Excluding ISRs, the overall rate of adverse events at 24 weeks in the TORO trials was roughly equivalent in the ENF with OB versus OB alone arms.19,20 The occurrence of severe adverse events was slightly higher in the ENF with OB arms, but there were no detectable trends in terms of specific categories or organ systems (essentially individual cases of various events typically attributable to ART regimens). Peripheral neuropathy and anorexia appeared slightly more common among ENF recipients, whereas diarrhea, nausea and vomiting were more commonly reported in those receiving OB alone.
Systemic “hypersensitivity reactions” to ENF are apparently uncommon (two cases or <1% of TORO subjects), but have been well-substantiated and may recur with rechallenge. One TORO subject had hypersensitivity manifesting as rash, fever, nausea and vomiting whereas the other had glomerulonephritis. One case report describes successful desensitization to ENF,30 although caution is probably warranted since one of the TORO subjects experienced severe respiratory distress during rechallenge. Whereas hypersensitivity reactions on the TORO protocols did not consistently correlate with increased circulating eosinophils, overall more subjects acquired eosinophilia in the ENF arms than in the OB only arms (∼11% vs ∼5%, respectively, developed >700 cells/mm3). There was no evidence that eosinophilia was associated with clinical signs or symptoms of hypersensitivity. In terms of other safety laboratory assessments in TORO 1 and 2, there were no meaningful trends distinguishing the Grade III or IV abnormalities observed in the ENV with OB versus the OB alone arms.
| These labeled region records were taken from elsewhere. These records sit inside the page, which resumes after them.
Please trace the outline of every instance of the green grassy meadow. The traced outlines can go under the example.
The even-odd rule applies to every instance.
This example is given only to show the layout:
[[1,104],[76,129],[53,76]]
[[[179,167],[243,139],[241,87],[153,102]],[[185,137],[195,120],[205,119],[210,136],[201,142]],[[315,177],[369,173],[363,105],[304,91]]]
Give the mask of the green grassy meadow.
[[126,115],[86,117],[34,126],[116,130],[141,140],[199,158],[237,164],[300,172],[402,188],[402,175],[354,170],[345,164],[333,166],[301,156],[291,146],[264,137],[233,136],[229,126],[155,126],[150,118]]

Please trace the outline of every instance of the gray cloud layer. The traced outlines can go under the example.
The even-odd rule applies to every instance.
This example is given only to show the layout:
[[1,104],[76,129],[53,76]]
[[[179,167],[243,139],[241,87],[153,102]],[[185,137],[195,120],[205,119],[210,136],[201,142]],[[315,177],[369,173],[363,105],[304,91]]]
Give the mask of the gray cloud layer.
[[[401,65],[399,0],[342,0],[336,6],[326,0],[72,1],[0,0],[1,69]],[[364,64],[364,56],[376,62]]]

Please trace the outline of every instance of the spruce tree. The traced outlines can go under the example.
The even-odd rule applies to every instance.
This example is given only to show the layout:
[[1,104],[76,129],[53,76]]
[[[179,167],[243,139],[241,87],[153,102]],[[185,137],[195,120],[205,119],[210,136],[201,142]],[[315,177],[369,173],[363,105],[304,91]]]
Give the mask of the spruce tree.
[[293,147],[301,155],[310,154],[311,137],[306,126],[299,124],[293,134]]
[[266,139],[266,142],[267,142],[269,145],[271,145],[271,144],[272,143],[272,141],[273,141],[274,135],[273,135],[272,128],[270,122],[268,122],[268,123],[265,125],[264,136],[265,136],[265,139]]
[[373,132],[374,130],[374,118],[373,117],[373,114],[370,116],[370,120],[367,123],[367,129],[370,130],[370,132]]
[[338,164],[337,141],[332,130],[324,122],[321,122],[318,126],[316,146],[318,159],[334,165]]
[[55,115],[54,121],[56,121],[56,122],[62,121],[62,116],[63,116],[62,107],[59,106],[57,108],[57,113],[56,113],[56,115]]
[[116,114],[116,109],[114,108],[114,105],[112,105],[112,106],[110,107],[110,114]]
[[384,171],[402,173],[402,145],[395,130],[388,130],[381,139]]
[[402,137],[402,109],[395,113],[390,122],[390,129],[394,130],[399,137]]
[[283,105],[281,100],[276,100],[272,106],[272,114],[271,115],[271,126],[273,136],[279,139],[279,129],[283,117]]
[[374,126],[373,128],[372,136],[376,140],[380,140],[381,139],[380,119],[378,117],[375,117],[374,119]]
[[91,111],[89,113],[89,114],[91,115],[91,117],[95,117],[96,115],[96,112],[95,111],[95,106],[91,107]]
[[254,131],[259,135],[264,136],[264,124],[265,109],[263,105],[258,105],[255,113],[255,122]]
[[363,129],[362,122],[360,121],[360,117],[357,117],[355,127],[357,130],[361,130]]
One unexpected finding from the combined TORO experience that has generated discussion was the higher incidence of bacterial pneumonia among ENF recipients (50 cases (5.6% or 4.9/100 patient years) on ENF with OB vs only one in the OB alone arms (90.3% or 0.6/100 patient-years); P = 0.02). There was also a higher incidence of overall bacterial infections and sepsis in the ENF with OB arms compared with OB alone arms. However, after adjustments for duration of exposure (since many subjects crossed over to open-label ENF, there were more monitored patient-years on ENF with OB than in the comparator arms), these more general infectious disease differences were not statistically significant. These trends have raised speculation about whether there are unanticipated effects of the membrane fusion peptide on immunologic responses or inflammatory pathways, or whether these pulmonary infections may relate somehow to chronic subcutaneous injections. On the other hand, the prevalence of pneumonia in either the ENF with OB or the OB only arms was lower than might be anticipated based on the historical experience of patients with similar stages of HIV infection, suggesting that ENF did not result in a dramatic increase over the background rate of respiratory infections. 48-week follow-up data on the TORO populations has confirmed the same trends of adverse events discussed above but with significantly fewer treatment-related adverse events overall in those originally randomized to receive ENF.27 Diarrhea, nausea and vomiting were slightly more common among those originally randomized to OB alone, whereas pneumonia and lymphadenopathy were conditions more common among ENF recipients. Quality of life assessments from the TORO trials demonstrated comparable outcomes regardless of treatment assignment,31 perhaps suggesting that the challenges of self-injections and ISRs were effectively offset by other subjective benefits. “General health” quality of life subcomponent scores improved more among ENF recipients than comparators, and mental health self-assessment scores were higher among ENF recipients than comparators at 24 weeks.